Sarah Ferrario holds a BSOF degree in flute, Latin, and Greek from Indiana University, Bloomington; an MPhil in Greek and Latin Languages and Literatures from the University of Oxford (acquired as a Marshall Scholar); and an MA in Classics from Princeton University.  During academic year 2001-02 she was a Regular Member at the American School of Classical Studies at Athens, Greece, where she was the recipient of a Fulbright Scholarship; she is currently completing her PhD in the Department of Classics at Princeton University.  For the academic year 2003-04, she was a Graduate Fellow of the University Center for Human Values (Princeton) while at work on her dissertation; during AY 2004-05, she was awarded a Dolores Zohrab Liebmann Fellowship to support that project.

 

Ms. Ferrario's other interests within the general field of classical studies are diverse and wide-ranging.
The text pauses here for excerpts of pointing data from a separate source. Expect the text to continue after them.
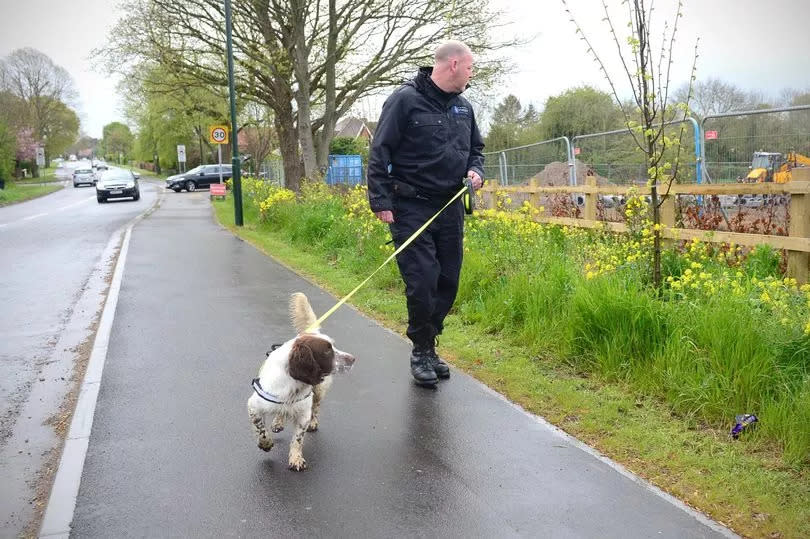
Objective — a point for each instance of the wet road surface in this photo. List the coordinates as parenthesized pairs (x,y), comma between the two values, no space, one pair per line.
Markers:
(55,253)
(172,453)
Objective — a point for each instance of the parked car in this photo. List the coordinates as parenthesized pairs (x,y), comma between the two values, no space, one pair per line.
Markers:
(202,176)
(83,176)
(117,183)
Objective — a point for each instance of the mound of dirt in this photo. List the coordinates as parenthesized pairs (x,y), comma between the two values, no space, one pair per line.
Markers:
(556,174)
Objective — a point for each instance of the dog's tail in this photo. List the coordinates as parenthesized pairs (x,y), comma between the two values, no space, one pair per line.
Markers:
(301,312)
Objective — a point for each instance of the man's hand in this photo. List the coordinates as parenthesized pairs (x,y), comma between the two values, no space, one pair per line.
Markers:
(475,179)
(386,216)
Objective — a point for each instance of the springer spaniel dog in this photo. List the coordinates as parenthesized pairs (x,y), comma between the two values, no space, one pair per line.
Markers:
(293,381)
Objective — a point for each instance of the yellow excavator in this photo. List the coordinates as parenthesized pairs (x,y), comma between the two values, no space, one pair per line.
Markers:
(775,167)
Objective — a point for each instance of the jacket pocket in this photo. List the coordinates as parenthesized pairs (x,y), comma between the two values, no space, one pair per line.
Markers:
(426,119)
(430,128)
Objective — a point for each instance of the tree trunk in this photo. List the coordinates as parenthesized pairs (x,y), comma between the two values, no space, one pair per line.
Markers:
(328,130)
(302,94)
(288,144)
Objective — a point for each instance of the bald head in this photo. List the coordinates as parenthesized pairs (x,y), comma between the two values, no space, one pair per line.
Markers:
(451,49)
(452,66)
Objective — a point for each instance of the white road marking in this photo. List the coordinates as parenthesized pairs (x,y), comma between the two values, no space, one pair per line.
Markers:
(65,490)
(38,215)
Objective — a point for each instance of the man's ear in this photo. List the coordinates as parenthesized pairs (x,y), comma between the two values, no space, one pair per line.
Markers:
(303,366)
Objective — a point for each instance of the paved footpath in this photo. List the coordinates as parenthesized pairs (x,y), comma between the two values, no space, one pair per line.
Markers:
(171,452)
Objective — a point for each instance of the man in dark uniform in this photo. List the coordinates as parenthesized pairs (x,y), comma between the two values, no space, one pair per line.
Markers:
(425,145)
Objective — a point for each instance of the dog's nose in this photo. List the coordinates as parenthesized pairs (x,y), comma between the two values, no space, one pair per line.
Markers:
(343,361)
(348,359)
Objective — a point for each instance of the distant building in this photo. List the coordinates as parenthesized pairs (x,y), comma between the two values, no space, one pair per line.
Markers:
(353,128)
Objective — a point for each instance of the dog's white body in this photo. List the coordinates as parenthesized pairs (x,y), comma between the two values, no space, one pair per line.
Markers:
(299,401)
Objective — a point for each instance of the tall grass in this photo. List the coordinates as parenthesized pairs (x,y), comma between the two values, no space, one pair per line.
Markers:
(707,352)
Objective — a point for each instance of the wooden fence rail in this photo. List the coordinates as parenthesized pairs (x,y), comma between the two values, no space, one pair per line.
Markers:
(796,243)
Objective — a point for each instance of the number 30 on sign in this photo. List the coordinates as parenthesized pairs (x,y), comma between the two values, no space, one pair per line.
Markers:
(218,134)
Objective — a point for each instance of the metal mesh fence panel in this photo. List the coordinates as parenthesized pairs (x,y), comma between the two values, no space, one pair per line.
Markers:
(546,162)
(615,157)
(736,144)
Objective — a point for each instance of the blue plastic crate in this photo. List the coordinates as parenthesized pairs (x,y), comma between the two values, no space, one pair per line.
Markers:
(347,169)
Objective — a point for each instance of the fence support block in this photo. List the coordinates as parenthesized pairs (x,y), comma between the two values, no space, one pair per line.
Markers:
(799,262)
(590,199)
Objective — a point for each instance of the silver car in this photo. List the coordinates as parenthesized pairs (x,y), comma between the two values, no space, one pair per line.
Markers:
(84,176)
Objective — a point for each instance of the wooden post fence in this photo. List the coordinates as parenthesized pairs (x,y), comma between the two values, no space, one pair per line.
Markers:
(796,243)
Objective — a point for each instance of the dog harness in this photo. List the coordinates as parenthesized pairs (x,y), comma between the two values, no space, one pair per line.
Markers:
(269,397)
(257,387)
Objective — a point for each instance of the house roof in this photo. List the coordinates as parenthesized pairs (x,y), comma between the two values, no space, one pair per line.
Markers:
(351,127)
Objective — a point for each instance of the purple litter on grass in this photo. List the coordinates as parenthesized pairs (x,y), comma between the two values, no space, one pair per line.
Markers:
(743,421)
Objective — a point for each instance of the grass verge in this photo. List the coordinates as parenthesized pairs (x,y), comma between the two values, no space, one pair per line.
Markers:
(746,486)
(15,192)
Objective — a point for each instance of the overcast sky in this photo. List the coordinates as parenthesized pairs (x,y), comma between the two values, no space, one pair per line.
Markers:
(755,44)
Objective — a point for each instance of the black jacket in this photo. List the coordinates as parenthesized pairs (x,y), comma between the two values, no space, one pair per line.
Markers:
(426,138)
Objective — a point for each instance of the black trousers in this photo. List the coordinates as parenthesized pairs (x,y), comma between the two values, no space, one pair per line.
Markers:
(430,265)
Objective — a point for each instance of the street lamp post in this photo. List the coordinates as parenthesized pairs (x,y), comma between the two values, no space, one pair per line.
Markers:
(237,177)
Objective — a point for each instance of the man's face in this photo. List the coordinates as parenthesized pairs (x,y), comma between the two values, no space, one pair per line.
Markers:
(462,71)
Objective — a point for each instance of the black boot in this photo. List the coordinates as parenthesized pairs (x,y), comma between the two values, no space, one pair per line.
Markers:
(441,368)
(422,367)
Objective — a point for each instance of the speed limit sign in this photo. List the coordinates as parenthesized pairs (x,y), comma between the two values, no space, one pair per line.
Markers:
(218,134)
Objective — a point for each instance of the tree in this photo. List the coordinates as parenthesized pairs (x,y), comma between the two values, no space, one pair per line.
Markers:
(578,111)
(168,109)
(85,143)
(27,145)
(116,140)
(649,77)
(8,148)
(60,131)
(510,121)
(714,96)
(256,130)
(44,86)
(309,62)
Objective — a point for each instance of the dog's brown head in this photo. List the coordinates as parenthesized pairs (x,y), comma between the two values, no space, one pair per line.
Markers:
(312,359)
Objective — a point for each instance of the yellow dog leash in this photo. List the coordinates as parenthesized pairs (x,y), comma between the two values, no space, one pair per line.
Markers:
(468,204)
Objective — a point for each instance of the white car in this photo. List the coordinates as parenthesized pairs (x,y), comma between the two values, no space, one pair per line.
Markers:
(83,176)
(117,183)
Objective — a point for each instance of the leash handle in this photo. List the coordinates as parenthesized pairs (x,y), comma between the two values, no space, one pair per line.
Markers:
(407,242)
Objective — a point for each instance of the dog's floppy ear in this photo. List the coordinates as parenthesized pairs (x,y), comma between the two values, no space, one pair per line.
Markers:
(311,359)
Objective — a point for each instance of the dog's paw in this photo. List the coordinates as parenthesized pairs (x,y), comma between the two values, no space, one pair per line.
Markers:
(297,464)
(265,444)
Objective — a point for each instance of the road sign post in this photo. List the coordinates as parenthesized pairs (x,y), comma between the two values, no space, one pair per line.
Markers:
(219,154)
(181,156)
(237,177)
(218,134)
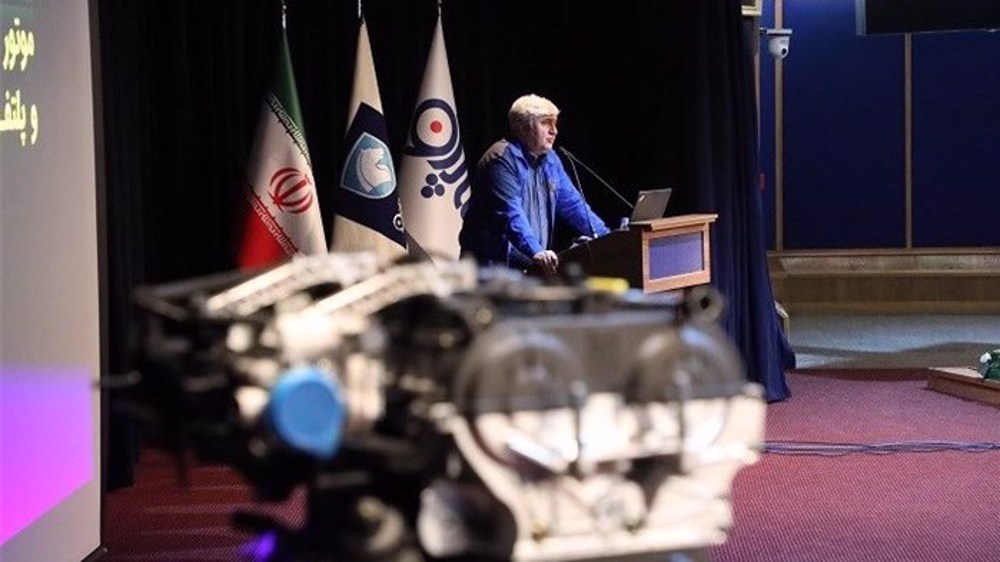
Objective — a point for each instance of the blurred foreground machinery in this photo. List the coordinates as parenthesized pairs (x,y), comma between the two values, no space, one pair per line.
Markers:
(446,411)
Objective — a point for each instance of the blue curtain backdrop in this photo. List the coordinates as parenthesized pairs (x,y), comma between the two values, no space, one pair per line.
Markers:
(652,94)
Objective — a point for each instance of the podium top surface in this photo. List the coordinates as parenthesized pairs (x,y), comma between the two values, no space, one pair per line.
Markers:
(679,221)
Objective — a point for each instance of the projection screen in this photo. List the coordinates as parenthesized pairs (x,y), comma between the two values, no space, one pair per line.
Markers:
(50,348)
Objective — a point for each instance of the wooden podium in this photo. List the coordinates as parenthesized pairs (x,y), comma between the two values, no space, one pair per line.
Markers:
(658,255)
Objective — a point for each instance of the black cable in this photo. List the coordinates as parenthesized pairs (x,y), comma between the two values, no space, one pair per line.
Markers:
(841,449)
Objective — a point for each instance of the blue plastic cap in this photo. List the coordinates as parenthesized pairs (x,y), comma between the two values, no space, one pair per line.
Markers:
(307,411)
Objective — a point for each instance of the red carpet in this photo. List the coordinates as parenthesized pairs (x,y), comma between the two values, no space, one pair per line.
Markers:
(899,506)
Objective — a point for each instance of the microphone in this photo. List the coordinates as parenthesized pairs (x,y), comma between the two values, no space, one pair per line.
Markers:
(579,187)
(574,160)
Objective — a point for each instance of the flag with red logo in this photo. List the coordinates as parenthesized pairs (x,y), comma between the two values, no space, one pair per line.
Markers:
(284,216)
(434,179)
(366,202)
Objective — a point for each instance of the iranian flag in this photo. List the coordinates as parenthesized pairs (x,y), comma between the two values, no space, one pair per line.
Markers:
(283,218)
(434,180)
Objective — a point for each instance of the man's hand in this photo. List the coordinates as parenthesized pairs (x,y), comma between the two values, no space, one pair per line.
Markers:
(547,260)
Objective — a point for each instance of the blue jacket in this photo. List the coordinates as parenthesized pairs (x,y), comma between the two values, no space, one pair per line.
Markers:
(497,224)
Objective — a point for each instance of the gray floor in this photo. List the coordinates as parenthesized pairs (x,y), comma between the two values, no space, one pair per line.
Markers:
(892,341)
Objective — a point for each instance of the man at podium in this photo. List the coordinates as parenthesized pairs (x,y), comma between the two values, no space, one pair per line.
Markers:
(520,189)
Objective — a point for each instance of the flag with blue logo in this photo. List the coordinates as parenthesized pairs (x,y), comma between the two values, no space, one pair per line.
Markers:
(434,180)
(283,217)
(366,202)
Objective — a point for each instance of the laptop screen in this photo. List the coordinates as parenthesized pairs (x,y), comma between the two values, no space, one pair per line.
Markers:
(650,204)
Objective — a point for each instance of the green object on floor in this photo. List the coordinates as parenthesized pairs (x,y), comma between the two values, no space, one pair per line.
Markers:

In addition to translating the libretti for the Oresteia Project directly from the ancient Greek of Aeschylus, she has published a fragment of a literary papyrus from Greco-Roman Egypt (forthcoming in the Oxyrhynchus Papyri series) and a pedagogical article on a new seminar entitled "Greek Tragedy and Opera" which she recently team-taught with Andrew Simpson.  Dr. Simpson and Ms. Ferrario together also have a multimedia article on The Oresteia Project forthcoming in the electronic classics journal Didaskalia (http://www.didaskalia.net).

 

Ms. Ferrario's past teaching credentials include work at both the University of Oxford and Rutgers University.  She is currently Visiting Assistant Professor in the Department of Greek and Latin at The Catholic University of America, where she teaches both Latin and Greek.  Her major projects at this time include the completion of her dissertation, entitled Towards the 'Great Man': Individuals and Groups as Agents of Historical Change in Classical Greece.